Two problems show up quickly:
- Binary formats such as JPEG, MP4, ZIP, PSD, and compiled artifacts often do not delta-compress well.
- Deleted files remain in history unless you rewrite history.
- New clones pay for old mistakes because the Git history still contains those old objects.
- Repository maintenance commands have more data to inspect and pack.
For example, if a team commits a large exported design file every sprint, removing the file from the current branch later does not remove its older versions from history. New developers and CI workers may still download data nobody actively uses.
Introducing Git Large File Storage (LFS)
Git LFS is an extension that manages selected files outside the normal Git object database. Your repository keeps a small text pointer. The actual file content lives in LFS storage provided by your Git host or another LFS server.
The Pointer System
An LFS pointer looks like this:
version https://git-lfs.github.com/spec/v1
oid sha256:4c2d44962ff3c43734e56598c199589d8995a643...a89c89
size 104857600
That pointer is what normal Git sees. The Git LFS client downloads the real file content when checkout or an explicit LFS command needs it.
Performance Comparison: LFS vs. Standard Git
| Operation | Standard Git | Git LFS |
|---|---|---|
| Initial clone | Downloads Git history that includes committed large objects | Downloads Git history with pointer files; LFS content may download during checkout depending on configuration |
| Repository growth | Large binaries can inflate .git history |
Git history stays smaller because tracked file content is external |
| Checkout | Uses objects already in the Git database | May need to fetch LFS objects for the checked-out commit |
| CI jobs | Can waste time downloading historical assets | Can skip or limit LFS downloads when builds do not need assets |
| Cleanup | Requires history rewriting to remove old committed blobs | Still requires care, but new LFS-tracked versions do not bloat normal Git history |
The important detail is checkout behavior. A plain git clone with Git LFS installed often downloads the LFS files needed for the checked-out commit. If you want pointers only, use GIT_LFS_SKIP_SMUDGE=1 during clone and fetch the files later with git lfs pull.
When to Use Git LFS
Git LFS is a good fit for files that are large, binary, and expected to change. Common examples include:
*.psd,*.tiff,*.blend, and other design or 3D assets.*.mp4,*.mov,*.wav, and other media files.- Large model files, test fixtures, or datasets required by the project.
- Compiled binaries only when the project has a clear reason to version them.
Do not put every file in LFS just because you can. Text files, source code, small config files, and files you want Git to diff normally should stay in standard Git.
Check your hosting provider's storage and bandwidth limits before adopting LFS. GitHub, GitLab, Bitbucket, and self-hosted platforms can differ in quotas, billing, and retention behavior.
Implementing Git LFS
Install the Git LFS client, then enable its hooks for your user:
git lfs install
Track the patterns you want LFS to manage:
git lfs track "*.psd"
git lfs track "assets/*.mp4"
Those commands create or update .gitattributes. Commit that file with the assets it affects:
git add .gitattributes assets/
git commit -m "Track design assets with Git LFS"
git push
If a large file was already committed to normal Git history, tracking it with LFS affects future commits only. To migrate existing history, use a migration tool such as git lfs migrate import, and coordinate carefully because history rewriting changes commit IDs.

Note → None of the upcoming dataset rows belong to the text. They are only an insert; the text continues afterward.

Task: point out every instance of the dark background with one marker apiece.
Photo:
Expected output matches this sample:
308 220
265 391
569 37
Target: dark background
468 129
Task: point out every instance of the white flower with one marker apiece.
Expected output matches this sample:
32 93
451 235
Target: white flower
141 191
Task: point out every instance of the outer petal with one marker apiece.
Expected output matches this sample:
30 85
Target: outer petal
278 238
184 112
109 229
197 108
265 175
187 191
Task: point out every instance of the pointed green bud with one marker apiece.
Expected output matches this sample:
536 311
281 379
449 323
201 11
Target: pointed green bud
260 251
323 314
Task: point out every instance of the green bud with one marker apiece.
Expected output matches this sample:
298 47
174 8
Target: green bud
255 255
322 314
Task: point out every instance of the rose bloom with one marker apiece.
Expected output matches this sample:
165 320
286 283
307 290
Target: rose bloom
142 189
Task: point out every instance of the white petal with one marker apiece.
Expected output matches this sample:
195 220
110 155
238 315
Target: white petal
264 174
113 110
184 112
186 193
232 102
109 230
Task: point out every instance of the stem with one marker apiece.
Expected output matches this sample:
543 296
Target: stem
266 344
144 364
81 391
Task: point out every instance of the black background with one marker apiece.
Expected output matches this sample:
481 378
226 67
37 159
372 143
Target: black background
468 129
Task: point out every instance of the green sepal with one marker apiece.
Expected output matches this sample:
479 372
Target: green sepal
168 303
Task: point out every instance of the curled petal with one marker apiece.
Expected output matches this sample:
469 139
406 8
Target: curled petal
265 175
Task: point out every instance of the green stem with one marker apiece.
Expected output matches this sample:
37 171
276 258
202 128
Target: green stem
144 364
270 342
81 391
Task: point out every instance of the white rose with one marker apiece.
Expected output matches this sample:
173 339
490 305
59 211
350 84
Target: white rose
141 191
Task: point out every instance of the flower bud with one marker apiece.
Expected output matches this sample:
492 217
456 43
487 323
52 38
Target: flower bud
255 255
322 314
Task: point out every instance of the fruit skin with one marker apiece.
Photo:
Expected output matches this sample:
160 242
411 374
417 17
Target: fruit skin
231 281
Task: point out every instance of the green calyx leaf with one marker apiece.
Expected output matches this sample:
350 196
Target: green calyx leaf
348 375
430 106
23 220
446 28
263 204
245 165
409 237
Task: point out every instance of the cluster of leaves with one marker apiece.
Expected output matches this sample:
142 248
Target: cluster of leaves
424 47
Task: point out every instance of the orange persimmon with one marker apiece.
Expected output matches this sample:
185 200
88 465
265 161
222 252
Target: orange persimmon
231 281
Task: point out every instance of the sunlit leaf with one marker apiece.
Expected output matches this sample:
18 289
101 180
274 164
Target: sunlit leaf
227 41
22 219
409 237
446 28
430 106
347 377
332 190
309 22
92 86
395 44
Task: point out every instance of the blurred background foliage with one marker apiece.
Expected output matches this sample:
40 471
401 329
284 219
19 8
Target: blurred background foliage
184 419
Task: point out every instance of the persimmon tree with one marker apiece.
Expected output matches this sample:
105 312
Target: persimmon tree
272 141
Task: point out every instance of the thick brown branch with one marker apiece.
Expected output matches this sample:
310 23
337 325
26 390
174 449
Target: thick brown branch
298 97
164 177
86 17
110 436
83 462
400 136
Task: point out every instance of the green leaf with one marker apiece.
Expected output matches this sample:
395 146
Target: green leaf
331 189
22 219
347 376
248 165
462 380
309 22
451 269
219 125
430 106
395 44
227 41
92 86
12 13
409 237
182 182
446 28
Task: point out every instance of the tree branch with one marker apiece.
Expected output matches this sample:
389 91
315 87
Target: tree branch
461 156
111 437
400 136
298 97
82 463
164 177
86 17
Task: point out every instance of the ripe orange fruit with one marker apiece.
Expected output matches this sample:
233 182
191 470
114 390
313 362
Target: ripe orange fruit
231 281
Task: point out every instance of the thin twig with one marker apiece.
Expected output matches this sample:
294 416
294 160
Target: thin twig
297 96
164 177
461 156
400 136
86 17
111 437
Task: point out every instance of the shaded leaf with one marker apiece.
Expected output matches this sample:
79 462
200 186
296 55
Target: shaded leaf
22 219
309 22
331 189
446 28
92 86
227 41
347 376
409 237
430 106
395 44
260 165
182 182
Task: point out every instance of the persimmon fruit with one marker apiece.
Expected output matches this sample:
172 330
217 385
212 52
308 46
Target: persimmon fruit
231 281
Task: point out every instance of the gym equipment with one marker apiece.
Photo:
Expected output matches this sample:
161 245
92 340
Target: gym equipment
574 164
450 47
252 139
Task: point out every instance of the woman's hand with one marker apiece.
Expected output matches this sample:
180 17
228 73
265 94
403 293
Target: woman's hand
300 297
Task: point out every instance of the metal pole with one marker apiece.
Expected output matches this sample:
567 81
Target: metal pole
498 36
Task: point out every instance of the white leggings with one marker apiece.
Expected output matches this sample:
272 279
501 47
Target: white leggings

To clone without downloading LFS content immediately, use:
GIT_LFS_SKIP_SMUDGE=1 git clone [email protected]:example/assets-heavy-repo.git
cd assets-heavy-repo
git lfs pull --include="assets/*.mp4"
Practical Takeaway
Use standard Git for source code and small text files. Use Git LFS for large binary assets that belong in the repository but should not inflate normal Git history.
For a team repository, add LFS rules early, commit .gitattributes, document how CI handles LFS downloads, and verify your host's LFS limits. That gives you the performance benefit without surprising developers during clone, checkout, or release builds.